今回はすでにレビュー済みの Pull request が存在しているため、これを参考に修正していきます。
Pull request でも触れられていましたが、今回の変更はStyleEdition::Edition2027以上でのみ有効となるように Gate しておきます。
テストを作成する
rustfmt では テストケースの作成 が必要のようです。
./tests/source/ 下に整形前のコード、 ./tests/target/ に整形後のコードを置きます。

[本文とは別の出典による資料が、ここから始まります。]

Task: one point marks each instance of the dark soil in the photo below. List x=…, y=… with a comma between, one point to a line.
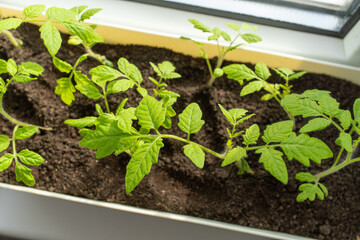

cargo test を実行し、エラーが生じないことを確認できました!
Pull request を作成する
これまでの変更をコミットして、 Pull request を作成します。 今回はもととなる Issue と Pull request に触れながら、変更点をまとめました。
Merge されるのを待つ
無事 Merge されました☺️ 今回は簡単な修正でしたが、自分のコードが rustfmt で動いているというのは嬉しいものです。

わかったこと
初心者もいる
今回実際にコントリビューションを行ってみて最も感じたのは、自分が思っているよりも初心者の方が多いということでした。 自分が Pull request を作成するにあたって、過去に Merge されたものをいくつか確認しましたが、 Description を描き慣れていない人やコードレビューでガッツリコメントされている人、途中で他の Contributor に助けてもらう人など、いろいろな人がいました。 また rustfmt リポジトリは Contributor の方がやさしくコメントをしてくださるので、あまり経験がない人でも気負わずにコントリビューションが行える環境であると感じました。
Issue は意外と放置されている
今回扱った Issue のように、何らかの理由で放置されているものは意外とたくさんあるように感じました。 放置されている Issue を拾っていくのは OSS のコントリビューション経験が浅い方でも比較的取り組みやすいと思います。
むすび
普段使っているツールの中身を見たり、修正を加えたりするのは楽しい作業でした。 今後も自分ができる範囲でコントリビューションを行っていきたいです。